For nearly three hours, it’s been a battle of conflicting narrations. On the one side is professional gambler (and mafia front) Sam “Ace” Rothstein. On the other is a Las Vegas mob enforcer and all around incarnation of evil. As he spirals out of control, Nicky defends himself over and over again, complaining of his treatment at the hands of the bosses and his backstabbing buddy Sam. Then suddenly – WHAM! – a baseball bat clips the crook behind the knees. Without warning, Nicky is set up: first, to watch his brother almost beaten to death; the next, to bear witness to his own date with a buried alive destiny.
Jimmy Wants Karen to “Pick Out Some Dresses”

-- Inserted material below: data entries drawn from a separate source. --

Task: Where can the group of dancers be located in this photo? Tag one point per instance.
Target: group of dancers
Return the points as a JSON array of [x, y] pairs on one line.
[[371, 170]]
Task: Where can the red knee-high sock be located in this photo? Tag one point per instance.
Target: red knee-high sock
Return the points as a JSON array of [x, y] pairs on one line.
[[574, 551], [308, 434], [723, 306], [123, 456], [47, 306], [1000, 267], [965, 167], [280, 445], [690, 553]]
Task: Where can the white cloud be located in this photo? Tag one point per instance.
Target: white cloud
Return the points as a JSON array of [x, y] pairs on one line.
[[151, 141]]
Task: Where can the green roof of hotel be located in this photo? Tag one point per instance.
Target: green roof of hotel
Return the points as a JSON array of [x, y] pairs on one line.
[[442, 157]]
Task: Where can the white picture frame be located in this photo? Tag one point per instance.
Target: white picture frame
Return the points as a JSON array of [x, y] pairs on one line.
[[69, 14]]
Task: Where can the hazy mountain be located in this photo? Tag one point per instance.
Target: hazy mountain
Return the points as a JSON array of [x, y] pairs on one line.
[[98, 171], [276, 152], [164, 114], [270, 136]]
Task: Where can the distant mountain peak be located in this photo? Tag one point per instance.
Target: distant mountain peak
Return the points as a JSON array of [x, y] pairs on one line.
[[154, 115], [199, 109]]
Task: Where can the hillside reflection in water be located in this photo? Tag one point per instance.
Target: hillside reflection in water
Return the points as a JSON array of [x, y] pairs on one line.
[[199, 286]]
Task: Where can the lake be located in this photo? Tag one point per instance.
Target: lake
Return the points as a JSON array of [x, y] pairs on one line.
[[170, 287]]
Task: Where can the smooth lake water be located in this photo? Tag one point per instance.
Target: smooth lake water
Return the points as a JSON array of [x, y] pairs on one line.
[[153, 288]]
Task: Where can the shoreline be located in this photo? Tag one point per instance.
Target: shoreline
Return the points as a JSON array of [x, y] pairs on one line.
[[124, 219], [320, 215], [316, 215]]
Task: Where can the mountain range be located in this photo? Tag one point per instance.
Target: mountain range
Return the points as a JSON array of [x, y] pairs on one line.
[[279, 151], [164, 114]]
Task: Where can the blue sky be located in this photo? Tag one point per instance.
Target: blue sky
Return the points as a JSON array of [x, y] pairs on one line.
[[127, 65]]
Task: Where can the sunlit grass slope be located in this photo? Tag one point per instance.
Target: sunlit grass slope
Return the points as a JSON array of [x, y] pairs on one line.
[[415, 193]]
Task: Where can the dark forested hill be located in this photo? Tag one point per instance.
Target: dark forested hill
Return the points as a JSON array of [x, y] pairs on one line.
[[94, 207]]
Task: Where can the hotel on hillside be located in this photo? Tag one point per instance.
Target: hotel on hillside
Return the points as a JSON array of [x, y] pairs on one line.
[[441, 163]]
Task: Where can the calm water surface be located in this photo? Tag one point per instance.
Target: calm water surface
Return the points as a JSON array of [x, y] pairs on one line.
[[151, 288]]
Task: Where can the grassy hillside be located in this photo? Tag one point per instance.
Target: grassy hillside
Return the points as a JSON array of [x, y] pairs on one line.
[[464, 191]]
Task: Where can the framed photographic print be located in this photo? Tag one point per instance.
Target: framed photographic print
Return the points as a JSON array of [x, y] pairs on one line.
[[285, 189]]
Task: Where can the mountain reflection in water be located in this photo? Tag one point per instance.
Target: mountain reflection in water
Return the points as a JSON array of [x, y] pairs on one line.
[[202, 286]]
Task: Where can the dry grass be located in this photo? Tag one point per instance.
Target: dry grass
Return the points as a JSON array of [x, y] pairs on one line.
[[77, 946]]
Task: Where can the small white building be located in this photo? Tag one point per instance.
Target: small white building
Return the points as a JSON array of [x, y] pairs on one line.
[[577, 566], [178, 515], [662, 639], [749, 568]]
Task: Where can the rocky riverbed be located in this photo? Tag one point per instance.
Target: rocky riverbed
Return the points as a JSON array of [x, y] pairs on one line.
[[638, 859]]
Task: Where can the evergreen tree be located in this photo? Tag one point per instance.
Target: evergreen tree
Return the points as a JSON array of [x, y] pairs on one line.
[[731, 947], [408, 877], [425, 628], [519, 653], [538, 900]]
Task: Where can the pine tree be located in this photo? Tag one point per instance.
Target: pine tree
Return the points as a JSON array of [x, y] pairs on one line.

In a film overflowing with cinematic perfection, it’s hard to single out a solitary seminal moment. That being said, the tension in this exchange between DeNiro’s suspicious mobster and Lorraine Bracco’s scared moll is enough to make every last hair stand up on the nape of your neck. What exactly where Jimmy’s motives, and what fate awaited Karen if she did wander down that deserted street and into that sinister shop doorway. We’ll never know – and that’s what makes this sequence so special.
Jake Has a Question
[Raging Bull (1980)]
“Did you f*ck my wife?” He asks it over and over again. His brother won’t “legitimize” such a “sick question” with a response, only making matters worse. Of all the great moments between DeNiro (as fallen boxer Jake LaMotta) and Joe Pesci (as his befuddled brother Joey), this one is the most electrifying. That Scorsese would trump the moment to amplify it in a similarly styled clash between LaMotta and his wife Vickie (Cathy Moriarity) argues for his brilliance as a filmmaker.